The power of nature must be found in a sphere prior to the cleavage of our world into subjectivity and objectivity. Life originates on a level which is "deeper" than the Cartesian duality of cogitatio and extensio ("thought" and "extension"). It was the wish of the vitalistic interpretation of nature to reach this level. But a philosophy of life that denies intellect and spirit has deprived life of its strongest power and its ultimate meaning, as even Nietzche

realized when he said: "Spirit is life which itself cutteth into life." The difficult problem for all attempts to reach the uncleft level of reality is the necessity to penetrate into something

"nonsubjective" with categories of a subjective mind and into something "nonobjective" with categories of objective reality. This necessarily falsifies the pictures, which can be corrected only by a strict understanding of the indirect, symbolic character of terms used for the

description of the power and meaning of nature.

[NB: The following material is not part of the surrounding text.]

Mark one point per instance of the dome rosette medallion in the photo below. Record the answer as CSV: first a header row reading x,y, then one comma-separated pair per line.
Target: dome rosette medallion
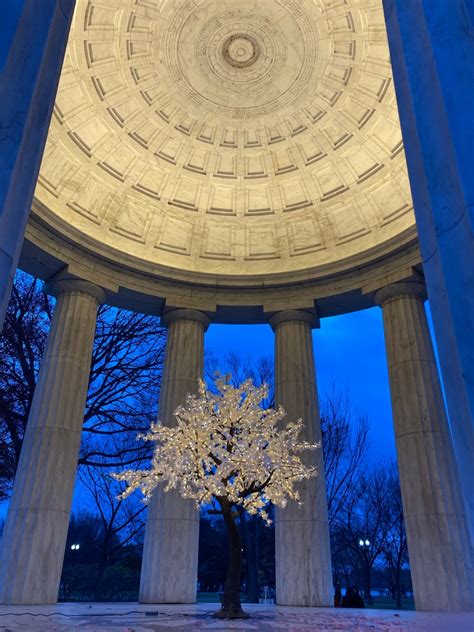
x,y
227,138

A realistic interpretation of nature such as we have outlined would be able to provide the foundation of a new Protestant theory of sacraments. But this alone is not sufficient. No sacrament, in Christian thought, can be understood apart from its relation to the new being in Jesus as the Christ; and, consequently, no sacrament can be understood apart from history.

Nature, in being adapted to sacramental use in Christianity, and especially in Protestantism, must be understood historically and in the context of the history of salvation. Obviously, there are historical elements in nature. Nature participates in historical time, that is, in the time that proceeds in an unrepeatable and irreversible way. The structure of the cosmos, of atoms, of stars, of the biological substance, is changing in an unknown direction. Although the historical element in nature is balanced with the nonhistorical one (the "circle of genesis and decay," the self-repetition in nature, the circular movement which dominated Greek thinking), Christianity, following old mythological visions in Persia and Israel, decided for the historical element and included nature in the history of salvation.

If nature is interpreted in this realistic and, at the same time, historical way, natural objects can become bearers of transcendent power and meaning, they can become sacramental elements.

The Protestant criticism against any direct magical or mythological use of nature as the bearer of the holy is heeded. Nature, by being brought into the context of the history of salvation, is

liberated from its ambiguity. Its demonic quality is conquered in the new being in Christ.

Nature is not the enemy of salvation; it does not have to be controlled in scientific, technical, and moral terms or be deprived of any inherent power, in order to serve the "Kingdom of God,"

as Calvinistic thinking is inclined to believe; rather, nature is a bearer and an object of salvation.

This is the basis for a Protestant rediscovery of the sacramental sphere.